If you Google “love”, they will find you 2,170,000,000 references in 0.13 seconds. Clearly, it is not an under-used word. It has many meanings, ranging from sexual to spiritual love, love of friends, of family, of food, of football, and of course there is the Yorkshire “luv”, as a greeting even between strangers.
In child care, love used to appear in the titles of books – Bruno Bettelheim’s Love is not Enough in 1950 or John Bowlby’s Childcare and the Growth of Love in 1951, for example – but, until the publication of Keith White’s book, reviewed elsewhere in this issue, you would be hard pressed to find it in the titles – or even the contents – of recent child care books.
In the last two or three decades it has not been fashionable to talk about loving children. Why? Perhaps it has been because of the nasty undertones of paedophilia. Perhaps it has been because of an attempt to be professional and objective, not subjective and emotional. Perhaps it has been a spin-off of political correctness, where people have felt uneasy about using all sorts of language in case it offended someone. Perhaps it has been because of the social work case management approach of sorting problems and closing cases, focusing on the short-term rather than the whole of childhood and beyond.
Yet love is vital to child care, and the Christian Child Care Forum took a bold step in highlighting the importance of love to children and young people in a recent conference.

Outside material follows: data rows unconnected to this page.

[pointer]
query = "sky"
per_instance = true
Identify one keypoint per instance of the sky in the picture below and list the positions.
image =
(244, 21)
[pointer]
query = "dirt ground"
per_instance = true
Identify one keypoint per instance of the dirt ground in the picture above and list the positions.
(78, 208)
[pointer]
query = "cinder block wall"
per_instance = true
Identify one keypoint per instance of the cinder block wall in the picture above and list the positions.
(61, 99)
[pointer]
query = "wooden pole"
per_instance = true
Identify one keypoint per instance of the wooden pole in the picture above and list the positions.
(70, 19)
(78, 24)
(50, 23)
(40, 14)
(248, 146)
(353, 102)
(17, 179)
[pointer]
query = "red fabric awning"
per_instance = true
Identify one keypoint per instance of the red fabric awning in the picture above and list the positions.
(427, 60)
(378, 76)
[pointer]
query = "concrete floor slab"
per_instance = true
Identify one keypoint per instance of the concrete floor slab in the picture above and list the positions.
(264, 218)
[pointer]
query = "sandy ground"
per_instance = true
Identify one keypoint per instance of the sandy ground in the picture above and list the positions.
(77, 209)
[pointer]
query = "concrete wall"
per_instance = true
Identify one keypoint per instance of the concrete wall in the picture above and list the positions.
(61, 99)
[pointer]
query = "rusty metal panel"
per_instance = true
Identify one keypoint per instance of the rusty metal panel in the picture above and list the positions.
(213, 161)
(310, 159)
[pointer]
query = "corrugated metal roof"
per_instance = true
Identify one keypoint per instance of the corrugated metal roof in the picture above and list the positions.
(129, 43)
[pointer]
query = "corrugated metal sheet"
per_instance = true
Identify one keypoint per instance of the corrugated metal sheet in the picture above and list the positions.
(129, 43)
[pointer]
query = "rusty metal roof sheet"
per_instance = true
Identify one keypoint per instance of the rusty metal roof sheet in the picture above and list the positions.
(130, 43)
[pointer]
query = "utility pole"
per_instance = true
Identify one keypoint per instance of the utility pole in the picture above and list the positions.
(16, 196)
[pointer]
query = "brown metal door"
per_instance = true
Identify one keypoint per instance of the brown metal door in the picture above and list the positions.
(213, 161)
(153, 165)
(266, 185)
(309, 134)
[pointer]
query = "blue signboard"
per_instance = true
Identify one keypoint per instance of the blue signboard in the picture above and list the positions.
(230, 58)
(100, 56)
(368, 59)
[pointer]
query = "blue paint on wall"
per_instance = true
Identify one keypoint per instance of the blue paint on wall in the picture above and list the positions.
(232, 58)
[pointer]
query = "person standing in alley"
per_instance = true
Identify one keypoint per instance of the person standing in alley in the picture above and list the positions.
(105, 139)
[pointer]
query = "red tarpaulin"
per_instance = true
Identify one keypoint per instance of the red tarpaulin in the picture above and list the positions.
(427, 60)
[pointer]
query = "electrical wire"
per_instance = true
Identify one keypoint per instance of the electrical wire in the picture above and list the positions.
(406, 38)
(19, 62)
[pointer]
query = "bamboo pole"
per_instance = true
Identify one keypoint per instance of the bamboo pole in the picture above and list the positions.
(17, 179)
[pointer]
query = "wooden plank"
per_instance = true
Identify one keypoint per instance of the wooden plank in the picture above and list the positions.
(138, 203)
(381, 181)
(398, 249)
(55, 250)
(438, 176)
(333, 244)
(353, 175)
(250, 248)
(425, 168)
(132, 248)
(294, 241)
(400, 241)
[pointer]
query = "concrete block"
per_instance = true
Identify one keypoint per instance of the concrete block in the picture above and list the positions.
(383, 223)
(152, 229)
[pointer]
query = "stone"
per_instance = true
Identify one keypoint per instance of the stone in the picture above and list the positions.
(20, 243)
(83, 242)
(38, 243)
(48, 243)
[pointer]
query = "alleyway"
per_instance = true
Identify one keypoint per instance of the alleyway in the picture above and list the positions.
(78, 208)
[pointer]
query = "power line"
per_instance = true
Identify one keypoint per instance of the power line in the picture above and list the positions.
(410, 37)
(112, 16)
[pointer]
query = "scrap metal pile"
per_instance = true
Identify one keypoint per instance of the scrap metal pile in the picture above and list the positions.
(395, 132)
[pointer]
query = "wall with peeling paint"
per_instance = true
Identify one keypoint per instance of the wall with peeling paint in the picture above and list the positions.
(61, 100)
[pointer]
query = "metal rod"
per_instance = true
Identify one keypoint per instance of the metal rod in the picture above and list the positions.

A number of the papers from the day are published in this issue. Let us hope that the day was a turning point, and that people are able to talk more about the significance of love in helping children develop and grow into mature adults.
Why is love so important? In child care love respects people as individuals, whatever their age. Love puts the children’s interests first. Love listens to what people are saying as if they were the only people in the world, valuing their views. Love is patient and kind. Love does not easily become angry. Love looks at the strengths and the hopes of a child, and does not dwell only on the problems and weaknesses. Love perseveres and is long-suffering; love never gives up. At times, love has to be unconditional, to replicate the parenting which a child should have had, and it may be severely tested if the child is to experience the bonding s/he should have had as a little child. Love is not soppy or sloppy in child care; it can be demanding and tough, if that is what the child needs.

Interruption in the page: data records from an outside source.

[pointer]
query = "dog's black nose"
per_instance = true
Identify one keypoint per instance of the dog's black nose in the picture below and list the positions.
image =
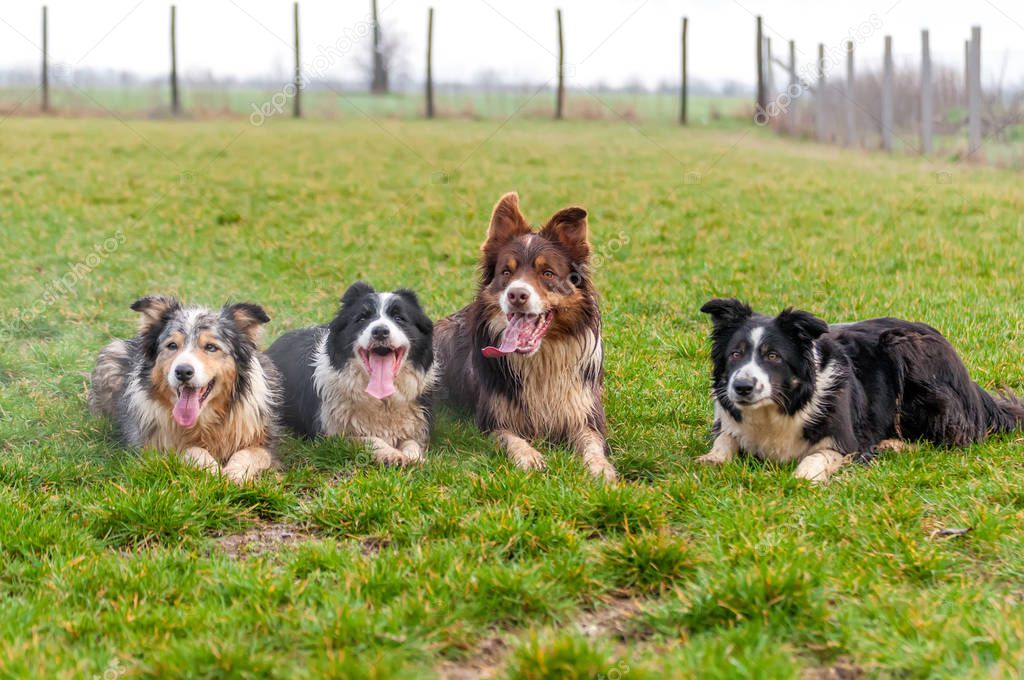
(518, 296)
(743, 387)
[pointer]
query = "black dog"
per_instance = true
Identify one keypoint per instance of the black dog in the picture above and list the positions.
(367, 375)
(793, 388)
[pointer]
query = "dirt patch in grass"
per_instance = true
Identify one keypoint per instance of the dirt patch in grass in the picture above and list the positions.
(483, 663)
(373, 546)
(608, 621)
(843, 669)
(262, 539)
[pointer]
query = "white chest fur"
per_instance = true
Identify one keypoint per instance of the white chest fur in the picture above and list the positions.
(558, 399)
(346, 410)
(770, 434)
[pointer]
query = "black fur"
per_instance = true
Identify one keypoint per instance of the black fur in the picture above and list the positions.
(891, 379)
(294, 352)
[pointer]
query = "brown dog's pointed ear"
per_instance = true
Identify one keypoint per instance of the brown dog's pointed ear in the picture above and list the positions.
(155, 309)
(506, 221)
(248, 317)
(568, 227)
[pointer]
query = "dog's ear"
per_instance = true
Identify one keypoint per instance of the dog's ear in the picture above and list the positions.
(506, 222)
(568, 227)
(802, 325)
(248, 317)
(155, 310)
(727, 311)
(420, 319)
(355, 291)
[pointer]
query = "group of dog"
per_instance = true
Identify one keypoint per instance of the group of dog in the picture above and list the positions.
(526, 357)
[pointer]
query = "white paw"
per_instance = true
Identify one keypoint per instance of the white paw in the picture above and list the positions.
(714, 458)
(413, 452)
(396, 458)
(200, 458)
(817, 468)
(240, 474)
(527, 458)
(603, 471)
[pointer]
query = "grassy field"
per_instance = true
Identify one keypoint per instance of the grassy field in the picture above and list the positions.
(528, 101)
(124, 564)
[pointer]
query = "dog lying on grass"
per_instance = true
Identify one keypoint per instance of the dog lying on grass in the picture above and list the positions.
(193, 381)
(793, 388)
(366, 375)
(526, 356)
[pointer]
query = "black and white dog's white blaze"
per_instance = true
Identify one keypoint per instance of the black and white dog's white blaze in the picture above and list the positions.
(366, 375)
(794, 388)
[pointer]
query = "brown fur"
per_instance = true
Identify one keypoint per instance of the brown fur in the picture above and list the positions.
(555, 393)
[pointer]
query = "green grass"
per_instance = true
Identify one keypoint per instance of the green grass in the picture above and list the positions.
(257, 104)
(116, 561)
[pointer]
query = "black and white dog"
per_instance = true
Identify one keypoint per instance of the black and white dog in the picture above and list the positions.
(366, 375)
(793, 388)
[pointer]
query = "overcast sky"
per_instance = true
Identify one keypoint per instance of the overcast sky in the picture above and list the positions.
(611, 41)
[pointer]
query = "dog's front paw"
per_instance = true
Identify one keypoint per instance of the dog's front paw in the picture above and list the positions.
(413, 452)
(396, 458)
(603, 471)
(200, 458)
(240, 474)
(714, 458)
(527, 458)
(817, 468)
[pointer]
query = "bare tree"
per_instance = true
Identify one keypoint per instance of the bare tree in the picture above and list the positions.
(386, 55)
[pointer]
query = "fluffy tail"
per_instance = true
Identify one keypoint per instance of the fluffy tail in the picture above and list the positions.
(108, 380)
(1004, 411)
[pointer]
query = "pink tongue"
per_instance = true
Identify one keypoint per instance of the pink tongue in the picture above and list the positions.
(186, 408)
(510, 339)
(381, 376)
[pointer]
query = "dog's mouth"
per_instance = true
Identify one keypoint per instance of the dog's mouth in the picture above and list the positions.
(383, 364)
(189, 402)
(522, 335)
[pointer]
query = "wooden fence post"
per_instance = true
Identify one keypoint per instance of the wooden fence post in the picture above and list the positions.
(430, 69)
(967, 73)
(926, 94)
(297, 98)
(819, 103)
(887, 96)
(46, 64)
(762, 101)
(175, 100)
(974, 95)
(560, 95)
(851, 131)
(682, 90)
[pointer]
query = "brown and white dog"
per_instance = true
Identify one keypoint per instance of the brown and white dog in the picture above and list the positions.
(526, 355)
(192, 381)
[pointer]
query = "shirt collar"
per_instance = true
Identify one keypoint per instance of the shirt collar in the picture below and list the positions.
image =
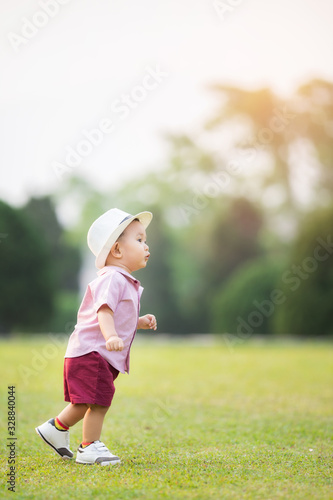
(107, 269)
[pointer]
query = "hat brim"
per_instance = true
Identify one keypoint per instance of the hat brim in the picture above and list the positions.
(145, 219)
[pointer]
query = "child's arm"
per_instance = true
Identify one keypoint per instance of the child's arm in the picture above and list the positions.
(106, 323)
(147, 322)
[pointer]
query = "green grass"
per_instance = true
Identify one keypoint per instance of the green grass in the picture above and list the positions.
(190, 421)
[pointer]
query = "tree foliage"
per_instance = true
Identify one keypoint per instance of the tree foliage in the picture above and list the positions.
(27, 283)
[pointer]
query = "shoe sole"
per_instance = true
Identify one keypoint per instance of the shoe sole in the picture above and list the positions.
(65, 457)
(103, 464)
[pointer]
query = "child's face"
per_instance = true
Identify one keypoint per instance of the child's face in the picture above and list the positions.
(133, 247)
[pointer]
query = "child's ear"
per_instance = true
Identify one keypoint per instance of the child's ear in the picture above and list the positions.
(115, 250)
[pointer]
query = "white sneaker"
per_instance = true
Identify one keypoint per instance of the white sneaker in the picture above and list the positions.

If child care workers know all the theories in the world, but do not love the children they care for, they will be ineffectual. Without love, all the assessments of children’s needs in the world are hot air. Without love, child care plans will have no fundamental positive impact on the development of a child or young person into a responsible fulfilled adult.

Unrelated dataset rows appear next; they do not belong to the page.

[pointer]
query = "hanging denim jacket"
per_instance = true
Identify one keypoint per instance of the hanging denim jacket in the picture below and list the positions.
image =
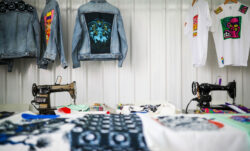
(20, 32)
(7, 62)
(99, 34)
(51, 34)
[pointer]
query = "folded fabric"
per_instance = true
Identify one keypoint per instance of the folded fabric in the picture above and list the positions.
(82, 107)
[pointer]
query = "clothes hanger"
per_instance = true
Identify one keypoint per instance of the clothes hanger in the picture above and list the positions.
(194, 1)
(227, 1)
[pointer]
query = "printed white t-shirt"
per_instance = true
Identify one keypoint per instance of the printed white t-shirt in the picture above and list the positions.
(197, 25)
(231, 32)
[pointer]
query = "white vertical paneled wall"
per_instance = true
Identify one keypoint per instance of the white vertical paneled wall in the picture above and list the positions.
(157, 69)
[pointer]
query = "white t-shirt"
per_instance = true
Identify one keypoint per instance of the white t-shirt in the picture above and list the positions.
(231, 32)
(197, 25)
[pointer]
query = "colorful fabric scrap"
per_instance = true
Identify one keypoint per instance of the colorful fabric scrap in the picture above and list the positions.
(215, 111)
(48, 21)
(243, 9)
(243, 119)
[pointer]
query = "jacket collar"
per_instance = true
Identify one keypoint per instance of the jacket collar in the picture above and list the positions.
(98, 1)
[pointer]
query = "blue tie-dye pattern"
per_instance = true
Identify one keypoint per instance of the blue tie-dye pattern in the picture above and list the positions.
(99, 31)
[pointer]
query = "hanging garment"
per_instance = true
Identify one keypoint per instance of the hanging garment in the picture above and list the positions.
(7, 62)
(99, 34)
(231, 32)
(51, 34)
(20, 30)
(197, 25)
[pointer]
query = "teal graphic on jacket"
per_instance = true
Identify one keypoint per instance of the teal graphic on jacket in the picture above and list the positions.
(231, 27)
(99, 30)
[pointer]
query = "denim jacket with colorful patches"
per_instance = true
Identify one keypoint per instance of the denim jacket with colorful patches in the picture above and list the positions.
(51, 34)
(99, 34)
(19, 30)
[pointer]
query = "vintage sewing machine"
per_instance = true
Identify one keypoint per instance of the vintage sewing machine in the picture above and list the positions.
(42, 93)
(203, 94)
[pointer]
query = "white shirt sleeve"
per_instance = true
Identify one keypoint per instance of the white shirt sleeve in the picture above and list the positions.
(214, 22)
(187, 23)
(208, 19)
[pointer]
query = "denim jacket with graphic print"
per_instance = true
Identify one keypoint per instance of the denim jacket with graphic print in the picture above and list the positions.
(51, 34)
(8, 62)
(99, 34)
(20, 30)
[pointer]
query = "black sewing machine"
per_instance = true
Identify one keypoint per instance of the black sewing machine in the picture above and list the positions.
(42, 93)
(203, 94)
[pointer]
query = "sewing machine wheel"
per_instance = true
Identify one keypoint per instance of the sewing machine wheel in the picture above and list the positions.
(195, 87)
(34, 89)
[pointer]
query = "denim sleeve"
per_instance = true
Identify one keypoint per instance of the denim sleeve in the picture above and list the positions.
(60, 41)
(55, 43)
(36, 28)
(76, 42)
(123, 40)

Does every relationship in child care need to be loving? Clearly, people relate to children in different ways and at different depths. Every child needs some people (usually close relatives) where the bonds are strong and deep, and for those where families have not provided that sort of support it is for child care workers, foster carers, teachers and perhaps social workers to make good the lack.
But even for those who have brief contacts with children, it is possible to make those encounters child-centred, to listen and to support. The great charismatic child care workers often had an impact on children with whom they must have had little individual contact. How we express our concern and love is another matter; some wear it on their sleeve and some conceal it, but the love still needs to be there. And we should not mix up loving with liking; some of the children who need love can be very unlovely in the way they behave.
It’s time to end the taboo, and to talk about love as the key to good child care.